Lesson Plan for 2013-12-16: Shin Sweep & Hook Sweep

Tonight we are going to take a look at two of my favorite sweeps.  They both have mechanics that are used far beyond each individual technique.

First up is the shin sweep.  I guarantee that I’ve done this to every one of my students I’ve rolled with.  I originally learned it from watching Marcelo Garcia, but I do my shin sweep in a way that is less engaged on the opponent.  His version is clearly derived from being used to getting x-guard on people at will.  My version doesn’t require getting into something resembling a deep half guard.  I’ve used it with 90% success on high level guys, while keeping it simple and appropriate for fundamentals students.  This sweep comes up all the time when you are seated and your opponent steps a knee up and tries to dive in.

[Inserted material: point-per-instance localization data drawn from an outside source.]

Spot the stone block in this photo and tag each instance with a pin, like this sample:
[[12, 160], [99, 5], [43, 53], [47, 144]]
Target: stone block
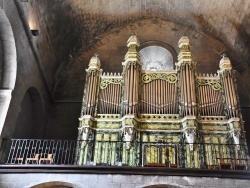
[[89, 178], [103, 185]]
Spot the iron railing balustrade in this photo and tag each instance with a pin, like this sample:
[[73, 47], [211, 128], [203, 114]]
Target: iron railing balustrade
[[115, 153]]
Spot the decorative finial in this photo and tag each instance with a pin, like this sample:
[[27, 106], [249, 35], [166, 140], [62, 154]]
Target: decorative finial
[[224, 55]]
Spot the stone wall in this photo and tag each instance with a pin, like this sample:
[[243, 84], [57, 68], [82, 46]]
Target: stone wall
[[40, 180]]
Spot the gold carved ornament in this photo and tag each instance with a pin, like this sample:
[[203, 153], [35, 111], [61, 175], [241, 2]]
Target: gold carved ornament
[[105, 82], [148, 77], [215, 84]]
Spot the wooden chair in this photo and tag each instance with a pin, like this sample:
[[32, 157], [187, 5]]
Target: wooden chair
[[18, 160], [48, 160], [34, 159], [240, 164], [225, 163]]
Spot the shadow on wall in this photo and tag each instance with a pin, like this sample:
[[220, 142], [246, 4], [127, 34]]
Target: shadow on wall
[[162, 186], [31, 119], [55, 184]]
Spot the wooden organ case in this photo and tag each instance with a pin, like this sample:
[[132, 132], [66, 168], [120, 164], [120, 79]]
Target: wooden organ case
[[168, 118]]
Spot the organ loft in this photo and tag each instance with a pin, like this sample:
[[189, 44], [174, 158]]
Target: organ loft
[[156, 115]]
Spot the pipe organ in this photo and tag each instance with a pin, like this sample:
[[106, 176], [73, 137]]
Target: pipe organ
[[159, 117]]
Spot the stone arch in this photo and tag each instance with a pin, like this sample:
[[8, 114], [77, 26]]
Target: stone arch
[[55, 184], [8, 65], [30, 122], [162, 186]]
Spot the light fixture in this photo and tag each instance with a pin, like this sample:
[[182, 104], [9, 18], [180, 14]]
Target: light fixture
[[35, 32]]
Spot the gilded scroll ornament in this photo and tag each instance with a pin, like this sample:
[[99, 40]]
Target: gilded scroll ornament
[[215, 84], [106, 81], [148, 77]]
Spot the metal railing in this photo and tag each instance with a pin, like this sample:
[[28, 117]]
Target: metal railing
[[116, 153]]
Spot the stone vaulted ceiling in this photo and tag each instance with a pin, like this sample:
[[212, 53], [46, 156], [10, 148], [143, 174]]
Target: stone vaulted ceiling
[[72, 30]]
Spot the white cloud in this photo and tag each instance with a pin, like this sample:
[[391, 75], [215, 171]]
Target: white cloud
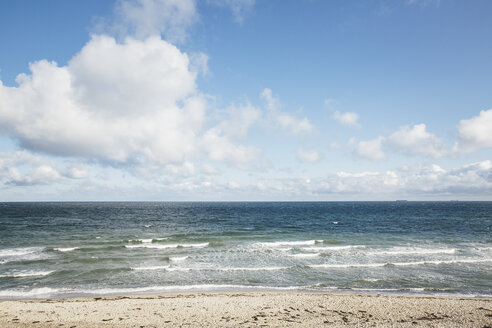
[[475, 133], [307, 156], [407, 140], [239, 8], [285, 120], [238, 120], [417, 182], [372, 149], [144, 18], [423, 3], [199, 63], [133, 103], [23, 168], [220, 148], [349, 118], [416, 141]]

Second, I’ll be going over a hook sweep from butterfly guard.  The setup for this sweep is very similar to the setup for the shin sweep I show, but the sweeping direction is opposite and depends on more control of your opponent.

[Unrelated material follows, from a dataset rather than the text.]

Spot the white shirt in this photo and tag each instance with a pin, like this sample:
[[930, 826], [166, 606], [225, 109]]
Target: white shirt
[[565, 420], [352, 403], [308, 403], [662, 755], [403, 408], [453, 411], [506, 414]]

Both of these can be used gi or no-gi.  The shin sweep is identical for both, while the hook sweep can benefit from having a gi to work with.  Once you are familiar with these sweeps, you are going to see opportunities for similar motions on different setups.  The shin sweep uses your shin on the opponents leg, and you’ll see how to apply this style of leverage on your opponents arm.

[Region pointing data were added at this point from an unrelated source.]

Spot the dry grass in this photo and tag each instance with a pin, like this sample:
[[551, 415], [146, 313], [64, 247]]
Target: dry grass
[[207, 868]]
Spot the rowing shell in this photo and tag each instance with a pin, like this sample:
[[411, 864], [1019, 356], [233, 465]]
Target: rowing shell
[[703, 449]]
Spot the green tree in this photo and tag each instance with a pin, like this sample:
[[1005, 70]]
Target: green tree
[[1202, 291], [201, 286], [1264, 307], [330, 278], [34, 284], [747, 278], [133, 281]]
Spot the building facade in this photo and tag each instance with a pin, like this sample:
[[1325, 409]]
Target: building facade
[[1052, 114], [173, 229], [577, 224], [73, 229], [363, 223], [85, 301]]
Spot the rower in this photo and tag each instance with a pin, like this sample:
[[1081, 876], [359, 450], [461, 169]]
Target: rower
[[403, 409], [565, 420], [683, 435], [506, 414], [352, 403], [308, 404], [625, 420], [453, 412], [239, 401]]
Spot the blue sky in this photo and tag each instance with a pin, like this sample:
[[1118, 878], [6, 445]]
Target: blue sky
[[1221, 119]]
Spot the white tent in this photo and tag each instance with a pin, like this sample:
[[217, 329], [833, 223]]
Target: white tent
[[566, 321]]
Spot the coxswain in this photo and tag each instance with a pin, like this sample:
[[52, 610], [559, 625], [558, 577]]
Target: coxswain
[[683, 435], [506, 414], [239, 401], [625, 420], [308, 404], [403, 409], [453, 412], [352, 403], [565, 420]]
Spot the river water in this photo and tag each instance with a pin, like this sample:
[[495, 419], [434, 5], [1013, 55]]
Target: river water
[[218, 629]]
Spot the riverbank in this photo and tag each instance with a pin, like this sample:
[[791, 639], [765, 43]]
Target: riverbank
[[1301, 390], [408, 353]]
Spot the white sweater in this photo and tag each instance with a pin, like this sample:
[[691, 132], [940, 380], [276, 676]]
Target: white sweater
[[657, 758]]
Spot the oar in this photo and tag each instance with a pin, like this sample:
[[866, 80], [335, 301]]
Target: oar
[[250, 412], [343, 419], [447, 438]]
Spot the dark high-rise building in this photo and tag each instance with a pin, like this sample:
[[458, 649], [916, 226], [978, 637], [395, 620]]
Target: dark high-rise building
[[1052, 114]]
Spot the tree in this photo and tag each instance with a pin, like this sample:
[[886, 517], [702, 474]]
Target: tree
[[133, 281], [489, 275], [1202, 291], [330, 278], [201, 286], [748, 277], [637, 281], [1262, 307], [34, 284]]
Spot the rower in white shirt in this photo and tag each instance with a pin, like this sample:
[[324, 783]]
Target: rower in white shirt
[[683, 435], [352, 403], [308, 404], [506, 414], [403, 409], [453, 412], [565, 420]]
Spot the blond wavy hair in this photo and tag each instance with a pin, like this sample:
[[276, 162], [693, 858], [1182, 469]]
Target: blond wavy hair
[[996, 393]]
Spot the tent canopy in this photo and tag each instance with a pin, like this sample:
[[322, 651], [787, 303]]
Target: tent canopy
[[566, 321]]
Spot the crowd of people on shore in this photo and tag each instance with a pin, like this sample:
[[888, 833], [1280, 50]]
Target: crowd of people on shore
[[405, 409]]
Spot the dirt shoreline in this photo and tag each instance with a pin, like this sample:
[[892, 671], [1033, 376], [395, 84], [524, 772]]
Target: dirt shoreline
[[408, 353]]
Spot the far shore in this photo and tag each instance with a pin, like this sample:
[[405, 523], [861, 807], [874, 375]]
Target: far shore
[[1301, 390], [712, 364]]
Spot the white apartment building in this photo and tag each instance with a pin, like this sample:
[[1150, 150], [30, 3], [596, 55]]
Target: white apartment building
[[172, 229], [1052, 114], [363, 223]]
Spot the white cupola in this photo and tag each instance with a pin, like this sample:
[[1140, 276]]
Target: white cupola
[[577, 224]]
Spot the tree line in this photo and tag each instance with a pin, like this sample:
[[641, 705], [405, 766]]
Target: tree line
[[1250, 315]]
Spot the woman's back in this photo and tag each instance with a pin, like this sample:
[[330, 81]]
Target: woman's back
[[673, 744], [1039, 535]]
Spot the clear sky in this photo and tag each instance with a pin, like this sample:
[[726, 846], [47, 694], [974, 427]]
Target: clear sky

Let’s see what this will do for your blue belt skills!

One thought on “Lesson Plan for 2013-12-16: Shin Sweep & Hook Sweep

  1. After lesson followup:
    Everyone did a good job learning this tonight. A key factor for both of these is to aggressively use your butt scoot to engage your opponent before they realize what a mistake they made by stepping up a leg.
    They only way to get comfortable with these sweeps is to force yourself to use butterfly guard, and practice these sweeps as much as possible. I have used the shin sweep in competition, and the hook sweep more times than I can count. Once you have the mechanics down, you’ll see that the fundamental elements of these sweeps crop up in other positions.
    For the shin sweep, remember to drive your opponent away at a 45 degree angle, and try to orient yourself so that your body is in line with that angle so that you maximize your leg strength and help avoid injury to yourself. Getting that angle will also help you keep the foot off the ground, which solves a lot of problems.
    For the hook sweep, remember that the arm you are sweeping them over should never touch the ground. Get your opponents shoulder to the mat, and use your legs to elevate them as high as you can and launch them away from you. The will help you avoid getting entangled in half guard, and a good twisting toss can be momentarily disorienting, giving you an opportunity to consolidate side control or scarf hold.